When I first wrote this in my notepad I thought about this when watching Celebrity Big Brother where Perez Hilton began to be what I perceived to be sexually explicit in the Big Brother garden, and it did shock me and disgust me.

It made me think is this crossing a boundary?

I know there will be those reading this, saying “That’s an understatement”, but everybody’s perception of boundaries are different as everyone has a different set of boundaries. There are the good boundaries which you know you fear but you also know that once you’ve taken the courage to cross that good boundary it will make you feel like you have accomplished an ultimate achievement in your life.

Then there are the bad boundaries which you know if someone crosses it will influence how you view them and if you would like this person in your life or not.

Is it important to set boundaries?

Yes the ones that you know will effect your day in a negative way and will cause offence to other people around, are the ones you know will loose your respect for that person crossing that bad boundary and you will no longer see them in a positive light anymore. It is important we let a person know if they have gone too far, it is not always the case of walking away and ignoring them.

When watching that episode of Celebrity Big Brother, I thought, does Perez have any boundaries?

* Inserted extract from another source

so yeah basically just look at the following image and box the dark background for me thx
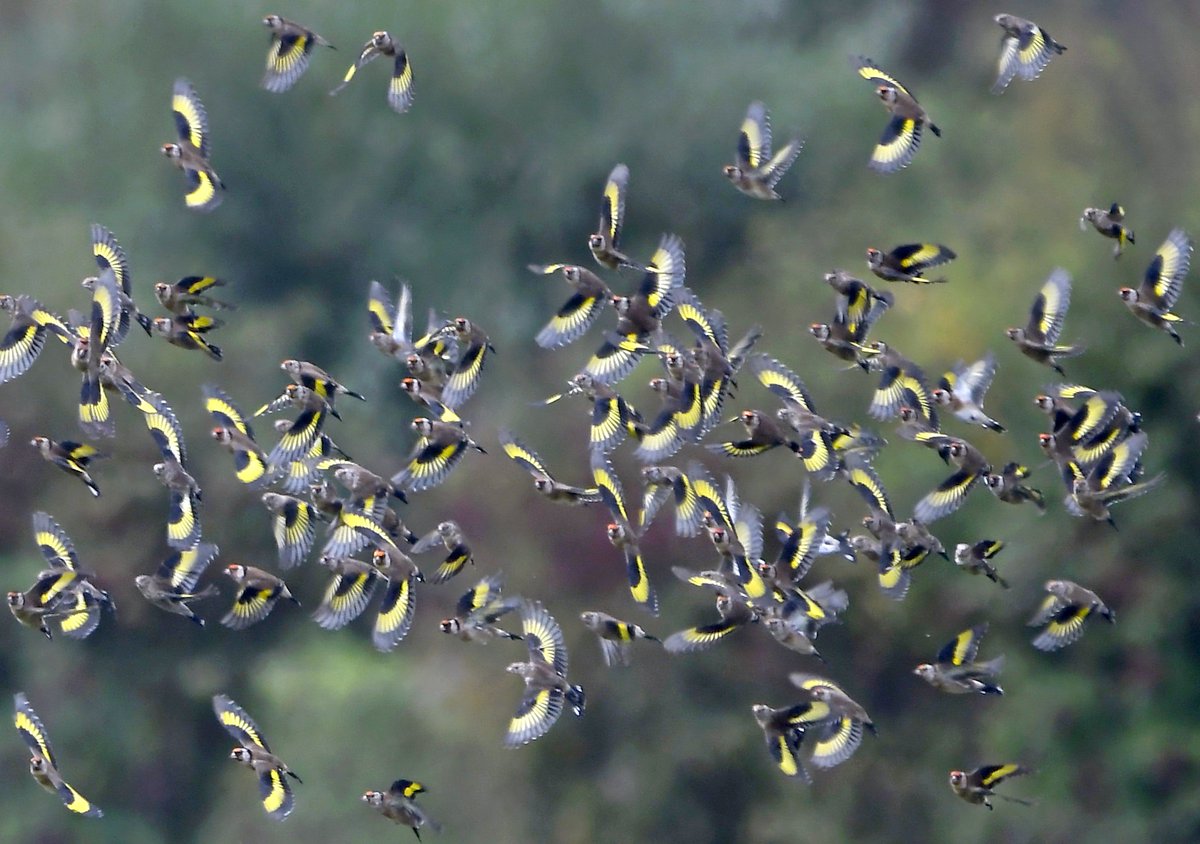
[0,2,1197,841]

At first I thought after that activity he did in the garden (those who have been watching will know what I am referring to) he can’t have. However watching a couple of episodes afterwards where Katie Hopkins was being I think quite childish towards him trying to isolate him and bring him down, I realised he does.

He knows when someone has gone to far and crossed one of his boundaries which caused him to get upset. I do think both are playing a game in the Celebrity Big Brother house, Katie Hopkins as much as I detest her, I do find her fascinating because she is playing a very clever game. I know some will differ from this opinion, but I really think she is.

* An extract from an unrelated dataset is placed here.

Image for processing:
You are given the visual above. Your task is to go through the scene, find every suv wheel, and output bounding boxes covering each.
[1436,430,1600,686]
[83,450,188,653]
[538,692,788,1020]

However even she has boundaries, which I can clearly see and it can cause clashes, but you should stand up to someone if they do cross one of your boundaries. The way she does it is by giving a comment which causes alarm and I see she knows that too, she knows what will create more a shock reaction (i.e. Crossing some of the house mates boundaries) but there is another way, just saying “That is out of order” then explaining why can be enough, you don’t have to be confrontational, and a lot of CBB is edited for us at home, it wouldn’t be seen as good TV if everyone was getting on and being nice to each other, that is why they select different personalities, they know there will be  clashes from people in the group.

If you watch clearly you can see each of their boundaries and what each celebrity sees as a good boundary and a bad one to them. I think even opting to go into the CBB house is a boundary and can be a good or bad experience.

Writing about this it made me think about mine

What are my own boundaries?

Referring to the definition of boundaries:

Sourced from Wikipedia

Personal boundaries – Wikipedia, the free encyclopedia

Personal boundaries are guidelines, rules or limits that a person creates to identify for themselves what are reasonable, safe and permissible ways for other people to behave around him or her and how they will respond when someone steps outside those limits.

– If I know someone is being spiteful and rude for no reason.
– Mental and physical abuse which I suppose is related to the above.
– Dishonesty, people not being truthful.
I am no way perfect, I have and had my moments where I have behaved which others have seen as negative and wrong, and they have pulled me up on it. I am sure many of us have, but it is how you learn from them that matters. You can either continue to behave badly which ends up upsetting you and the people around you; or take responsibility and make sure you change this negative behaviour so you feel better about yourself and others on how they perceive you.
This is why having boundaries are important because it helps you learn about yourself and others to create more positive feelings in your life and theirs too.